Mal davon abgesehen, dass für mich die Story das einzig reizvolle an Rollenspielen ist, will ich einfach nicht soviel Zeit in ein Spiel investieren. Ich spiele eher nach Lust und Laune, weshalb es meist vorkommt, dass ich ein Spiel nur alle paar Monate mal für ein paar Stunden spiele und mich stattdessen anderen Spielen witme. Da würde sich ein MMORPG nie und nimmer lohnen.


----------



## o00o (27. November 2004)

*AW: In welches Online-Rollenspiel werden Sie sich stürzen?*

ich würde es nicht vom titel des spieles abhängig machen sondern mehr von den mitspielern die ich beim probemonat (der sollte schon drin sein  )
antreffe
ich glaube die mitspieler, wie die im grunde so drauf sind, wäre für mich wichtiger als in welchem spiel ich genau nun rumlaufen würde


----------



## Shadow_Man (28. November 2004)

*AW: In welches Online-Rollenspiel werden Sie sich stürzen?*



			
				Nali_WarCow am 25.11.2004 17:34 schrieb:
			
		

> [X] Keins
> Ich will nicht pauschal für etwas bezahlen unabhängig davon ob ich es nutz oder nicht Und außerdem habe ich Rollenspiele meist leiber als SP Part, wo man etwas mehr machen kann als Monster metzeln und Chatten.
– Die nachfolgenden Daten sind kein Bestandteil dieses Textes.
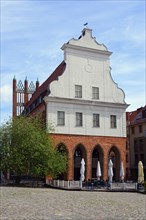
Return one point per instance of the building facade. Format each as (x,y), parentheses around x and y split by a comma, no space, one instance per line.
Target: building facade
(136,136)
(85,107)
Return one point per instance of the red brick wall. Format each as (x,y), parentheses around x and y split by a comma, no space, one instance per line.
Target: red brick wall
(89,142)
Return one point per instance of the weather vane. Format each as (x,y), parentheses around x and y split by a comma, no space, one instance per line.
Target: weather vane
(86,24)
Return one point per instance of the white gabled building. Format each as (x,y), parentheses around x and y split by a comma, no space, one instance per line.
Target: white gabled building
(86,108)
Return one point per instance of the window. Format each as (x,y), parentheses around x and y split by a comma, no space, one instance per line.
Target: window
(95,120)
(141,145)
(61,118)
(78,91)
(140,128)
(132,130)
(113,121)
(136,159)
(135,146)
(95,93)
(79,120)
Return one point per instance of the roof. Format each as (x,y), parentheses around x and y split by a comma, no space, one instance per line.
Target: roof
(136,116)
(44,88)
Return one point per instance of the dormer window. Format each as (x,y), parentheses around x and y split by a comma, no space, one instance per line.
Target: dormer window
(78,91)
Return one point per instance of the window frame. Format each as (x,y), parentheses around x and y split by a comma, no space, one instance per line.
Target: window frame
(96,120)
(60,118)
(113,121)
(78,91)
(79,119)
(95,94)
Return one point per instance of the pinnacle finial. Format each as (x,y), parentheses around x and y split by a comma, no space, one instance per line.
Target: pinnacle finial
(86,24)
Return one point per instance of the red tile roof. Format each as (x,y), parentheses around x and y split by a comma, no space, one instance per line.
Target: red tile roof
(44,89)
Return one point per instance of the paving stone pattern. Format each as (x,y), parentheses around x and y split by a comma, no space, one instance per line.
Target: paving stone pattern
(52,204)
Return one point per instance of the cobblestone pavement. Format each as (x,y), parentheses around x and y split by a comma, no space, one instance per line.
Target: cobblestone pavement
(52,204)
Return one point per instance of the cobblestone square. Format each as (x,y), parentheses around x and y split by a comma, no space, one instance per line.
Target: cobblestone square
(52,204)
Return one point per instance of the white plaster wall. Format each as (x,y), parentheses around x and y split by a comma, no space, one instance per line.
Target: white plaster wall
(87,111)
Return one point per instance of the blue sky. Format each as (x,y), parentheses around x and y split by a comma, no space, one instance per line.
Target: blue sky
(32,33)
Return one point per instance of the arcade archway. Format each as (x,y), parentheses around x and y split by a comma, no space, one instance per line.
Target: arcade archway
(62,149)
(78,155)
(114,155)
(97,155)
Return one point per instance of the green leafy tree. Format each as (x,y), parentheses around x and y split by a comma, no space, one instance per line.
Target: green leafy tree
(25,148)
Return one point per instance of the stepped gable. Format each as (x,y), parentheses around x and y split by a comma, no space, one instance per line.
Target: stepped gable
(44,88)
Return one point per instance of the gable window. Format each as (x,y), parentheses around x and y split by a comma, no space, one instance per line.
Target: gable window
(95,120)
(113,121)
(95,93)
(79,119)
(132,130)
(61,118)
(78,91)
(140,128)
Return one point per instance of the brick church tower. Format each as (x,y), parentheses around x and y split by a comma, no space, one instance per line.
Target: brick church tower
(22,94)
Ich will ne schöne Story erleben. Sicherlich ein D2 macht Spaß, aber das könnte ich nicht jeden Tag für X Stunden Spielen und dann auch noch über Monate hinweg.



Dito!
Deswegen wird für mich nie ein Online-Rollenspiel in Frage kommen. Ich wünsch mir lieber mehr gute SP Rollenspiele   

Mfg Shadow_Man


----------



## t-r-w (29. November 2004)

*AW: In welches Online-Rollenspiel werden Sie sich stürzen?*

Ich selbst werde wohl kaum ein Spiel im Netz spielen. Lan Partys lass ich mir noch eingehen, aber alles andere ist wohl langfristig zum Scheitern verurteilt. Spielen im Internet ist langweilig, du kennst die anderen in den seltesten Fällen, bei ner Lan Party mit Freunden ist das was ganz anderes.
Du kennst die meisten, Bier und Pizza ist auch nicht schlecht und den Rest nimmst du auch nicht allzu ernst. Es scheitert halt einfach am Feeling!!!


----------



## maxx2003 (29. November 2004)

*AW: In welches Online-Rollenspiel werden Sie sich stürzen?*

Warum gibt es immer diesen unsinnigen Auswahlpunkt: *Keine Angabe/Weiß nicht* ?  
Entweder man plediert auf keines, was ich auch getan habe, oder man wählt sich eines der genannten Games aus.
So schwer kann das doch nicht sein.


----------



## McManus (2. Dezember 2004)

*AW: In welches Online-Rollenspiel werden Sie sich stürzen?*

Es ist eindeutig viel zu teuer 11-15 Euro pro monat .
Manche werden jetzt wieder sagen: die sever bezahlen sich ja nicht von selbst.
dazu: wenn hundertausende spieler 11 euro im monat bezahlen dann ist dies schon mehr als die sever in 2 monaten kosten und es gibt noch das wort WERBUNG, mit werbung von bekannten Firmen könnte die sever leicht  finanziert werden !!!


----------



## Rabowke (2. Dezember 2004)

*AW: In welches Online-Rollenspiel werden Sie sich stürzen?*



			
				McManus am 02.12.2004 10:47 schrieb:
			
		

> Es ist eindeutig viel zu teuer 11-15 Euro pro monat .
> Manche werden jetzt wieder sagen: die sever bezahlen sich ja nicht von selbst.
> dazu: wenn hundertausende spieler 11 euro im monat bezahlen dann ist dies schon mehr als die sever in 2 monaten kosten und es gibt noch das wort WERBUNG, mit werbung von bekannten Firmen könnte die sever leicht  finanziert werden !!!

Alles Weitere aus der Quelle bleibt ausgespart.